Who is Caroline Corby?
The second woman to chair the Parole Board in its 50 years has had a varied and unusual career.
After obtaining a maths and statistics degree, she spent 13 years working in the City of London, specialising in private equity, before leaving to look after her three young daughters. She began writing, and had six novels for children published on historical figures including Cleopatra, Boudica and William the Conqueror.
Mrs Corby has also served as a magistrate and in 2007 joined the Board of London Probation Trust.

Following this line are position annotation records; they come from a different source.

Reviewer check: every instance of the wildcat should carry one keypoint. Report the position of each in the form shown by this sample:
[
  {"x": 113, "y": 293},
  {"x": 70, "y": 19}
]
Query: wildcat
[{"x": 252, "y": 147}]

She became a member of the Parole Board's management committee three years ago, took over on a temporary basis in April and was confirmed in her post in November, on a three-year contract.
She works two days per week, which allows her time for roles in other organisations, among them the Criminal Cases Review Commission.
Asked whether she could be removed from her role in the way her predecessor had been, Mrs Corby said she didn't think the same circumstances would be "repeated" because independent checks and balances had been built into her contract.
The Worboys case prompted a series of changes at the board, including new rules allowing victims of crime to read summaries of parole decisions - 500 have been issued so far.
An in-house lawyer has been hired to bolster the quality of its legal expertise, a process for reviewing decisions is set to be introduced, and the government is considering wider reforms.
Mrs Corby said she was also determined to make the board more representative of the population and the prisoners whose cases they deal with.
The latest Ministry of Justice figures show there are 22,000 ethnic minority inmates in England and Wales, representing 26% of the jail population. More than 10,000 of them are black.
However, only 13 - or 5% - of Parole Board members are from an ethnic minority, none of whom is black.
"At the moment we have no black Parole Board members and that's of significant concern to me," said Mrs Corby.
A campaign to recruit 100 Parole Board members in 2016 and 2017 tried to address the shortfall, she said, but it had not attracted enough ethnic minority candidates and a disproportionate number of those who did apply failed to get through the selection procedures. A new recruitment drive is being launched next year.
"There must have been some kind of unconscious bias in those processes... we're not going to have those processes next time around," she said.
Unconscious bias is when someone's own background or societal stereotypes lead them to make quick judgements about others without realising.
These judgements may be based on characteristics including someone's age, gender, sexual orientation or ethnicity.